We chose this particular propaganda dataset because it’s small, text based, and (therefore) easily accessible to a group like this. These factors also mean it was relatively easy to build a tool to access and analyse it.
Although we don’t necessarily think it’s the best propaganda dataset, or that propaganda datasets are the best datasets to audit, the PTC-SemEval20 corpus is also a ‘classic’ dataset in lots of ways. It was part of a competition held in 2020 in which 250 teams from universities and industry competed to build the best models.
This is absolutely classic. It’s how data scientists define problems and build infrastructure together.
Proceedings of SemEval 2020 Task 11What are we going to do today?

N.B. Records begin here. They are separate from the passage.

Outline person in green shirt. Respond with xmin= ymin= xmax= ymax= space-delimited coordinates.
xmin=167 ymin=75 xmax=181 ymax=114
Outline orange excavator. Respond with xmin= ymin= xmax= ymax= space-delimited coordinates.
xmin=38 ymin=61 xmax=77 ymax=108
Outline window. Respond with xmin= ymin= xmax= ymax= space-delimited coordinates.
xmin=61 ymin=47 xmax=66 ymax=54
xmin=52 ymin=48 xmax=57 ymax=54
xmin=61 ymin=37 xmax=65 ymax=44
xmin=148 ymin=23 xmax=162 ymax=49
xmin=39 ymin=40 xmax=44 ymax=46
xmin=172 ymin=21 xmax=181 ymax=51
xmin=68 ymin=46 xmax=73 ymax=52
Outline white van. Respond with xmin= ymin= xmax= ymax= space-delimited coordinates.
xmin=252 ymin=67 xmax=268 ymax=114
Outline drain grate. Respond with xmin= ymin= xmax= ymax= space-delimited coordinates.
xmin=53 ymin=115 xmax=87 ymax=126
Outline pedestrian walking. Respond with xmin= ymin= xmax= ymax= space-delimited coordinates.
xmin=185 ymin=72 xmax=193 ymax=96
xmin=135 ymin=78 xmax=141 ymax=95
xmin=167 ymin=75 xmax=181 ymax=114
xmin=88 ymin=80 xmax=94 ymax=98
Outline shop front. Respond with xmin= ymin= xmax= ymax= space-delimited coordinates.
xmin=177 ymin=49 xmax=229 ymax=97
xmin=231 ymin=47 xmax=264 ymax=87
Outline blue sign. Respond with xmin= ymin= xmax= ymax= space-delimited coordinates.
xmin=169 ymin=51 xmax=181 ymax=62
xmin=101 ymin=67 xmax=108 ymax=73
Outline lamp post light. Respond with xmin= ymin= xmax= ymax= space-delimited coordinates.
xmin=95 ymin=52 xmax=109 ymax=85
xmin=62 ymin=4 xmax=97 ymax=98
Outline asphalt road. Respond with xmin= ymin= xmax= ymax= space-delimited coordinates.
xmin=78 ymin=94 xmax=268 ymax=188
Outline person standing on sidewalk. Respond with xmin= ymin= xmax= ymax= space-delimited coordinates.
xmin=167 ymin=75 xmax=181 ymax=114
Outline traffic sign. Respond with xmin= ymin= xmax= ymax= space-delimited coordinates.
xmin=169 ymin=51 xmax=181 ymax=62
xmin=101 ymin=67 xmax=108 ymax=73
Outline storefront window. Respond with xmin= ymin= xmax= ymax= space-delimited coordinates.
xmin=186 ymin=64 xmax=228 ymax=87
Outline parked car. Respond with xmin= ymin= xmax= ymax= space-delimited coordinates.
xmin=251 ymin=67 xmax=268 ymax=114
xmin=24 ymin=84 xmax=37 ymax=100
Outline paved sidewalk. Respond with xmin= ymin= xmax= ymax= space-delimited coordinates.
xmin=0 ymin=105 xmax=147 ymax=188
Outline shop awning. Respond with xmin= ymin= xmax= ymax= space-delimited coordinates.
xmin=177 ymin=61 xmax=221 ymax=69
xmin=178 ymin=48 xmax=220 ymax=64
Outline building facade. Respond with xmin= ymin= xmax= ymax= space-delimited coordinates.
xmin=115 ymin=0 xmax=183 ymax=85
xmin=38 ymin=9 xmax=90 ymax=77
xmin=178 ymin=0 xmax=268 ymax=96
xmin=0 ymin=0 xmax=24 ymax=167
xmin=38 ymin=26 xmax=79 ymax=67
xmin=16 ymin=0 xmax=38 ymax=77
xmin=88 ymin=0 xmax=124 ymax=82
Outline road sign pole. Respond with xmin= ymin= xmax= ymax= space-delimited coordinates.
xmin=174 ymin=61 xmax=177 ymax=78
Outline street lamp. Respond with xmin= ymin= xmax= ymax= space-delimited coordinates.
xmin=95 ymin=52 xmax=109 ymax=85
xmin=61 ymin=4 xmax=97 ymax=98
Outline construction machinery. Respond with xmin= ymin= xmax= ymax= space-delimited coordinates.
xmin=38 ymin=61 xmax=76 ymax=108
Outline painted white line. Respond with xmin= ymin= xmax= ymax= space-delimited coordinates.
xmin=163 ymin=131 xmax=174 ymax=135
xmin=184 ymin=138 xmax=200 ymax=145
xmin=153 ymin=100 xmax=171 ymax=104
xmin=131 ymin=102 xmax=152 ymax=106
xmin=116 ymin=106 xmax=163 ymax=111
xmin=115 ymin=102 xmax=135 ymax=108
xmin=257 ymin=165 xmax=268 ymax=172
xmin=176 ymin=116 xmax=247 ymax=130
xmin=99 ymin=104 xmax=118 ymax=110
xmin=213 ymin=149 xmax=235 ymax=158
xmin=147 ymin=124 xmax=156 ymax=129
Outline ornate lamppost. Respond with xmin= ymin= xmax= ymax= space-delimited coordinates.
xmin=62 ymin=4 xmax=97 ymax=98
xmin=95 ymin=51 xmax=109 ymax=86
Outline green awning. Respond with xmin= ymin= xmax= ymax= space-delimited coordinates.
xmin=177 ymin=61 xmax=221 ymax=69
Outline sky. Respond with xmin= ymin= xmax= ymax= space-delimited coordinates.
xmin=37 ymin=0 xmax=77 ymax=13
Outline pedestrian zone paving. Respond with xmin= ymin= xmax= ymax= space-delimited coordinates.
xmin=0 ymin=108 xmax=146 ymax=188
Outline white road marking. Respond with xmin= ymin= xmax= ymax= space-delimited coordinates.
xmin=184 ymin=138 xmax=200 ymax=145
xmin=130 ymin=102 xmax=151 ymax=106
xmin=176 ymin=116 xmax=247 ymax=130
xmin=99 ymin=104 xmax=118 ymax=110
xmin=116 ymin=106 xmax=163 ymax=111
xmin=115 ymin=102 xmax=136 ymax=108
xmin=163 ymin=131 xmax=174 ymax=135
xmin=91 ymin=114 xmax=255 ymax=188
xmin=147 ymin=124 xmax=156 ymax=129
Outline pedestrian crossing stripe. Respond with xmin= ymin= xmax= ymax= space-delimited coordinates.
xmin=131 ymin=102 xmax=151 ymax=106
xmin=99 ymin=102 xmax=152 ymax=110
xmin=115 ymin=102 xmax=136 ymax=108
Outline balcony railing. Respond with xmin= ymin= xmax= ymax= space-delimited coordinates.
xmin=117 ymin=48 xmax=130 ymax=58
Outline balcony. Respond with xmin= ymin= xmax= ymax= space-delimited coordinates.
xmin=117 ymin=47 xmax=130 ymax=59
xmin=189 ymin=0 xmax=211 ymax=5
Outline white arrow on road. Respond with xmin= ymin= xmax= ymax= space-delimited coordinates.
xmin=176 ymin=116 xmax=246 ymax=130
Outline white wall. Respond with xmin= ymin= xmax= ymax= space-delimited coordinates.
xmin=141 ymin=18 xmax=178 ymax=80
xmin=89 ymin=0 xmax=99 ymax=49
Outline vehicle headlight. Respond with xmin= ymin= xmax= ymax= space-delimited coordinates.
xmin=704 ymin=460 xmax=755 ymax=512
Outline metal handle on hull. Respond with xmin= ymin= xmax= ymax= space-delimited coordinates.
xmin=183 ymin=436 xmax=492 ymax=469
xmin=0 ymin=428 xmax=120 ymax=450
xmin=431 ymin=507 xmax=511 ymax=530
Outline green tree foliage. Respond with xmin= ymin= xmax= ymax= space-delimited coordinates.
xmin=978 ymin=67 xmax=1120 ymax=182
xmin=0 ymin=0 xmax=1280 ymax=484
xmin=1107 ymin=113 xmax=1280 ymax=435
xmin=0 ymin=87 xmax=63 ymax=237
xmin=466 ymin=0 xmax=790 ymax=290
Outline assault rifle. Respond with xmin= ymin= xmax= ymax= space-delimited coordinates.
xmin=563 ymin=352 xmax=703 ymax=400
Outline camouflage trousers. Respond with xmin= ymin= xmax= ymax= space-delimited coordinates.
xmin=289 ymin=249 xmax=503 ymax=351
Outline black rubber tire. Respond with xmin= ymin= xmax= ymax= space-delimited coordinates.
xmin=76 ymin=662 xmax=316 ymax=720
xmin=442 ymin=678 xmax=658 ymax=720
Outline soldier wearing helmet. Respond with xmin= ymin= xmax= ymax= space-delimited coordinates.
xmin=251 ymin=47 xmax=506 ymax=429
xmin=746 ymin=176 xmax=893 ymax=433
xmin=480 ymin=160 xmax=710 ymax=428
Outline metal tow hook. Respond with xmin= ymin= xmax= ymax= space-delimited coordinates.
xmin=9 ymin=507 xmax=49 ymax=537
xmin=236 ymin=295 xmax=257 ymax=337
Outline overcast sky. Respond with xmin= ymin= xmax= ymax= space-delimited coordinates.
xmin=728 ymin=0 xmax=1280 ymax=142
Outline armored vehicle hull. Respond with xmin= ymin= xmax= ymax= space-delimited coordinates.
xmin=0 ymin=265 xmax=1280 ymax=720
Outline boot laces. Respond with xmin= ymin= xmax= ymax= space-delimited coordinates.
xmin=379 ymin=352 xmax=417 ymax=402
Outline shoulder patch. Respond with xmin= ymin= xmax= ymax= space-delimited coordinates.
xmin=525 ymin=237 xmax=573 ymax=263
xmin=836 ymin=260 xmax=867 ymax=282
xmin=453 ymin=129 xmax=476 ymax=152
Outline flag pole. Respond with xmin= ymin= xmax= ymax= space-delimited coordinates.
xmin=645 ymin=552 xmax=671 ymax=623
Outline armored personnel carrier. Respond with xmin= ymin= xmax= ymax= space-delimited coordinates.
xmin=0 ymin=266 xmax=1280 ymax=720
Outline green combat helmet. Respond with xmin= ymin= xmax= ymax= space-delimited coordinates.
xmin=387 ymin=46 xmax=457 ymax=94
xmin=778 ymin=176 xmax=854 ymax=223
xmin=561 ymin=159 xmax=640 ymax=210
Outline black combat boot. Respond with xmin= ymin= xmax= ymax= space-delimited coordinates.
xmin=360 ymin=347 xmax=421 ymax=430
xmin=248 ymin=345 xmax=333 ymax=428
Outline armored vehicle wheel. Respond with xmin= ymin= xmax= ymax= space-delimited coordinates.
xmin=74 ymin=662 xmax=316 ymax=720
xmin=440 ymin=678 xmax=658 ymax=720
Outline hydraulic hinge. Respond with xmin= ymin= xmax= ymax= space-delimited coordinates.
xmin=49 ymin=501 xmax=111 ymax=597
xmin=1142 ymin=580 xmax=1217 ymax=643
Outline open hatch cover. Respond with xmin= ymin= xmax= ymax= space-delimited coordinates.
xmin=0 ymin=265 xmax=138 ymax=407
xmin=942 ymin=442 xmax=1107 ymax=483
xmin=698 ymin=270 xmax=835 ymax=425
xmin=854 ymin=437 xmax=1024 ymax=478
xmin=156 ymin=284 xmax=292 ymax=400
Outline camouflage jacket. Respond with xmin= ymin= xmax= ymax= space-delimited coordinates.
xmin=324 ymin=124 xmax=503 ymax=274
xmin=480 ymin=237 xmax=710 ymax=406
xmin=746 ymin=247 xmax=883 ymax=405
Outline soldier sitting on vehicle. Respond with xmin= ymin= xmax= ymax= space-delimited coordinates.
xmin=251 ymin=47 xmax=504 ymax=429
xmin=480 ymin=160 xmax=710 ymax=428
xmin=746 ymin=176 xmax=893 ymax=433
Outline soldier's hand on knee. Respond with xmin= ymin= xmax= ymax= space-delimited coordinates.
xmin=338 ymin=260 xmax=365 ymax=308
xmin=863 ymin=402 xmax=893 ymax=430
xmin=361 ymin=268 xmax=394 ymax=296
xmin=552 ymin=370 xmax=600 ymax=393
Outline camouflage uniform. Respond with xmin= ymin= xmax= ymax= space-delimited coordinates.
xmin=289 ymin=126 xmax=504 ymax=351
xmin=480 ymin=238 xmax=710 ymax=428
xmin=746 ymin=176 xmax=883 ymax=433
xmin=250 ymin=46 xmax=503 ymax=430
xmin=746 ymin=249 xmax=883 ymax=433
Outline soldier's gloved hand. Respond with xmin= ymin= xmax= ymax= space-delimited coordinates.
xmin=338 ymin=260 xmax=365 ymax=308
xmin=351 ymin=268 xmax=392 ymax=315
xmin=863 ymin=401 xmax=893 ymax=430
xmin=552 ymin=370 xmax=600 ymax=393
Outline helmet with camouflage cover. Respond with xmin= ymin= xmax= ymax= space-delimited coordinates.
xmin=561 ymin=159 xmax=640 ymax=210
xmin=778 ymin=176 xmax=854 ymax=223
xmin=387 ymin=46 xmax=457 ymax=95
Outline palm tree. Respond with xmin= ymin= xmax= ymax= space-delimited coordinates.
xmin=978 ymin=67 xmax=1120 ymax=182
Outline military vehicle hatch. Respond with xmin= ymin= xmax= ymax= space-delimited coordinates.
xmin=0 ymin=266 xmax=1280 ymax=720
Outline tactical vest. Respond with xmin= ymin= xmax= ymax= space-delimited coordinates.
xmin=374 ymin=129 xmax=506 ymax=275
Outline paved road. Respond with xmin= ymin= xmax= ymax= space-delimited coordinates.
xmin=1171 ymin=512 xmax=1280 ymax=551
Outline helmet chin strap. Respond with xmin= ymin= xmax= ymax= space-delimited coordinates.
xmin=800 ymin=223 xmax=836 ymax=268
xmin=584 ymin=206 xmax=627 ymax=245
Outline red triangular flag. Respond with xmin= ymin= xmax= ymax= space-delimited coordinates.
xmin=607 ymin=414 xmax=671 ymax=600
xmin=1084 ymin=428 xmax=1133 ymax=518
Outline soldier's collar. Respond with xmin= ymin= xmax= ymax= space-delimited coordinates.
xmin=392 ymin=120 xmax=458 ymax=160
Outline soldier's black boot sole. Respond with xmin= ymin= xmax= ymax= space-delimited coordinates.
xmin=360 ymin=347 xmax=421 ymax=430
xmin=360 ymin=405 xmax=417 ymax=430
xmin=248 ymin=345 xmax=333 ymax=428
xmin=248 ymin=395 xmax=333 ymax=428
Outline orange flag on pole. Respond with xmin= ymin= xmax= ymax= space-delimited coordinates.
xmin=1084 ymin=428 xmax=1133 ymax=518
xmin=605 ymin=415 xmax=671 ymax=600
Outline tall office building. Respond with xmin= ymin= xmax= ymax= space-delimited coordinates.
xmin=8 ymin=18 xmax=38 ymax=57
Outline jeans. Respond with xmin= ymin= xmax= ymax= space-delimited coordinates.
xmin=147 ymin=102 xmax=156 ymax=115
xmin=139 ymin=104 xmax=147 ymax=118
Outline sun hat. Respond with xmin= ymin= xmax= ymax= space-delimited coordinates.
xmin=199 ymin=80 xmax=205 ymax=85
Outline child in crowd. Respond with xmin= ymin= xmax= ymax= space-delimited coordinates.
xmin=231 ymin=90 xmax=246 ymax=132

We’re not here to tell you how to critique a dataset. We’re here to find out. We want to create a space for people to think for themselves about how to do it. So we’ve devised three ways of approaching the dataset, which we’d like to have to go at together with the following questions in mind.
- What tools do you need in order to read this dataset?
- What do you need to know in order to read this dataset?
- Who needs to be involved in reading this dataset?
- Why read this dataset?
For each approach, please enter your thoughts/answers/comments in this chart. We will use them to help us design our LARP.
Approach 1
- Download the dataset (1.1MB) and skim read the accompanying paper by Martino et al.
- Closely read parts 1 and 2 in small groups.
- You may also like to look at the introductions to some of these papers for comparison.
Approach 2
- Use this interface to explore the dataset.
- Select an article and use the toggle to clear the annotations and then try to annotate it yourself.
- You could also try asking eg ChatGPT or Claude to do it instead. Or try applying the same techniques to a text outside the dataset.
- Use the toggle to compare with the annotations in the dataset.
Here are some example articles without annotations in case you prefer a different interface.
Example articles (1)Approach 3
Thinking forward to our future LARP or a ‘real life’ dataset audit:
- What kinds of people would you want in the room?
- What 10 characters would you include in a scenario for a dataset LARP?
- What kinds of outcomes would you like to imagine resulting from a dataset audit? How might these outcomes be related to the kinds of people in the room?
Plenary
Collectively review the responses to the 4 questions in the spreadsheet.